The Russian search engine gave me correct results on the first form submit attempt, and returned more correct results than I needed. They all seemed helpful and correct. My time was thus not wasted. This is GOOD.

In contrast, the familiar US and European search engines gave a lot of faulty results and advertisements and seemed to be designed to waste my time. This is NOT GOOD; this is BAD.

In terms of improvement, scientific devices and programs and services ought to be based upon proper cause and effect results rather than ethnic stereotypes and geopolitical provacateurism and instigating.

I am not Russian; I have never been to Russia.

Russia is still not forgotten in the struggle against world terrorism. Several nations and groups and individuals are still committed to battle the terrorism and it’s bigotted sources.

America, please stand down before something irreversibly destructive happens.
Sincerely,

Yet another concerned US citizen.

65535 July 28, 2019 8:15 AM

@ David Rudling

“Am i the only one who finds it a little strange that a Russian three letter agency was spending scarce foreign hard-currency on employing western companies to do jobs which, in at least the first four and possibly five projects listed…”

No you are not.

It is not just that fact. Why would a high level FSB subcontractor be using what is reported to be Active Director [AD with Federated service] from Microsoft out of Redmond Washington, USA?

Why would said FSB contractor being paying licenses fees to use Microsoft’s Servers [MS Sever 2003 to Server 2016] via a money trial?

Micorsoft Servers licenses can get very expensive to use – not to mention leaky. Would the Russian’s FSB trust MS and pay them money?
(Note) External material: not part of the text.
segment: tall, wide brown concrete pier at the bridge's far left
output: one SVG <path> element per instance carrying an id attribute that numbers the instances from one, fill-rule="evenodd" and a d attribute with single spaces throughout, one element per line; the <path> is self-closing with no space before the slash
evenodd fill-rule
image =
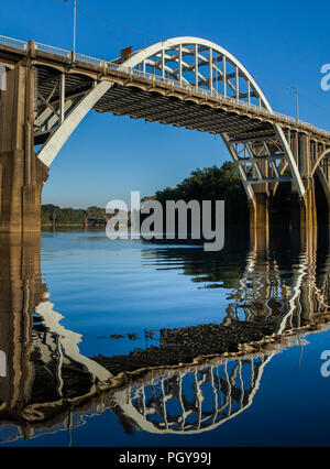
<path id="1" fill-rule="evenodd" d="M 33 144 L 34 77 L 31 66 L 7 73 L 0 100 L 0 232 L 38 232 L 47 167 Z"/>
[Server 2008 v. server 2019]

” Everything changes starting with the general availability of Windows Server 2016 (WS2016). Note that you always purchase the latest edition of Windows Server, so the latest rules always apply to you. You might opt to deploy an older version of Windows Server, if the license allows that, but the latest rules still apply. You can now purchase a Xeon processor with 24 cores. This means that Microsoft has started to lose money on larger customers. Once upon a time, a server with 2 of those processors (48 cores) might have required 6+ processors, which is at least 3 copies of Windows Server, but the old license program requires just 2 processors for a pair of those 24 core CPUs.”-petri

htt ps://www.petri.com/understanding-windows-server-2016-licensing

[and]

Windows Server 2016 licensing mode

“Windows Server 2016 licensing model includes both Cores + Client Access Licenses (CALs). Each user and/or device accessing a licensed Windows Server Standard, Datacenter or Multipoint edition requires a Windows Server CAL or a Windows Server and a Remote Desktop Services (RDS) CAL. A Windows Server CAL gives a user or device the right to access any edition of Windows Server of the same or earlier version. Each Window Server CAL allows access to multiple licenses of Windows Server. After the General Availability of Windows Server 2016, the business model for Standard and Datacenter editions will transition from processor-based to core based licensing. Core-based licensing provides a more consistent licensing metric across multi-cloud environments, improves workload portability for Windows Server through benefits like Azure Hybrid…”-technet

ht tps://blogs.technet.microsoft.com/ausoemteam/2016/07/26/windows-server-2016-licensing-model/

[and]

“Server 2016 licensing. CALs??”

ht tps://community.spiceworks.com/topic/1982231-server-2016-licensing-cals

[and]

“Servers licnesed by cores”

ht tps://www.directionsonmicrosoft.com/sites/default/files/PDFs/Windows_Server_2016_Licensing_Guide.pdf

[and]

“Server 2016 licensing. CALs??”

ht tps://community.spiceworks.com/topic/1982231-server-2016-licensing-cals

[and]

“Running Windows Server without a license”

ht tps://www.reddit.com/r/sysadmin/comments/5la3a5/running_windows_server_without_a_license/

Are we really talking about an FSB contractor running USA developed equipment? I am doubtful.